Psycholinguistics has established itself as one of the most fundamental disciplines for the study of human cognition and brain-mind-language interaction. Contemporary theorization and modelling has witnessed the emergence of cross-linguistic research, including a focus on evidence from languages other than English. The first volume of the handbook under review concentrates on Chinese psycholinguistics. Articles in this volume cover a wide range of areas such as the role of orthography versus phonology in lexical (semantic) processing, the time Links Of London Bracelets(http://www.linkslondon4lover.com/bracelets-c-141.html) course of lexical access in sentence processing, interaction of lexicon and context in language acquisition, neuro-anatomical mechanisms of processing, and acquisition and neural network modelling in relation to computational analysis.
There are 13 contributions under the category of language acquisition. The first article deals with the acquisition of action verbs (Chapter 1 by Cheung and Clark) and reflects on acquisition patterns by Cantonese-speaking children, in particular the interplay of word order, verb class, aspect, and particle markers in the acquisition of expressions for action and result. Categorization of the world around us is one of the most important cognitive operations and children learn this very early in life while learning the uses of classifiers. Erbaugh's article on Chinese classifiers (Chapter 3) and their acquisition presents a satisfying review of existing work on classifiers as well as descriptions of different types of classifiers that seem to be a good resource to researchers. In the chapter on the acquisition of temporality in Mandarin by Huang (Chapter 4), one learns about the different approaches that researchers have used to study different types of temporal markers in Chinese. The chapter on second language acquisition in native Chinese speakers by Jia (Chapter 5) is a short review of the existing research and offers some predictions.

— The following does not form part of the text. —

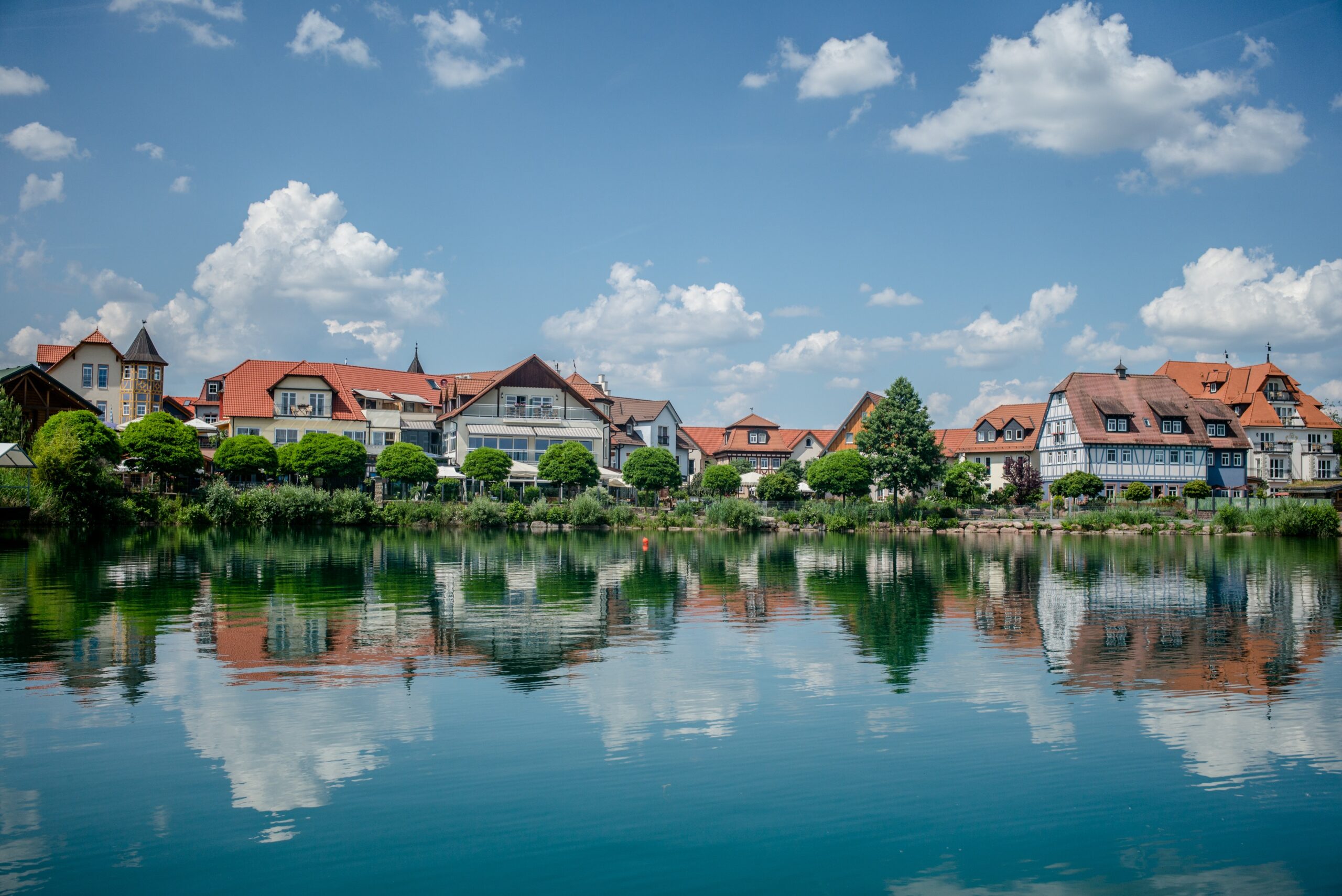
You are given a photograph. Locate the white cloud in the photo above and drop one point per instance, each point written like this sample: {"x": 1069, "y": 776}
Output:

C. K. Leong's paper (Chapter 6) on epilinguistic awareness and learning to read Chinese is a good blend of theory and data and discussions drawn from his own past research. The chapter by McBride-Chang and Zhong (Chapter 7) on important emergent literacy skills that have been shown to predict efficiency of Chinese character recognition introduces basic concepts related to different emergent literacy skills found in Chinese children. It is but very obvious that for Chinese, the very definitions of phonological as well as morphological awareness will be qualitatively different from English and this is highlighted by the authors. Shi's paper on syntactic categories (Chapter 8) in early language development describes two infant studies in the sucking rate paradigm that show interesting results. The study suggests that speech input contains acoustic and phonological cues that help the child distinguish language universals categories like content and function words. But is this specific to Chinese?
How do children read such complicated Chinese characters and also often compound characters? Shu and Wu in their contribution (Chapter 9) on orthography-phonology Links Of London Charms(http://www.links-of-london.org/S-Charms-4.html) knowledge in the Chinese writing system suggest that any initial learner of Chinese must establish a grapheme to phoneme relationship just as children do for alphabetic scripts for reading and memory. Phonological patterning of a language's sound system affects the phonological acquisition in young children, and the order in which this happens. Stokes, in her presentation on phonological development in Chinese children (Chapter 10), suggests that a range of biological and linguistic factors interact during phonological development and these factors can predict any developmental disorder later in life. Frequency of use of a particular lexical item in everyday language can be indicative of particular styles of cognitive processing. This is the argument in Tardifs paper on the use of verbs in Chinese (Chapter 11). Cross linguistic comparisons between frequencies in the use of verbs and nouns in Chinese and English show that Chinese adults use more verbs in their daily life, compared with English.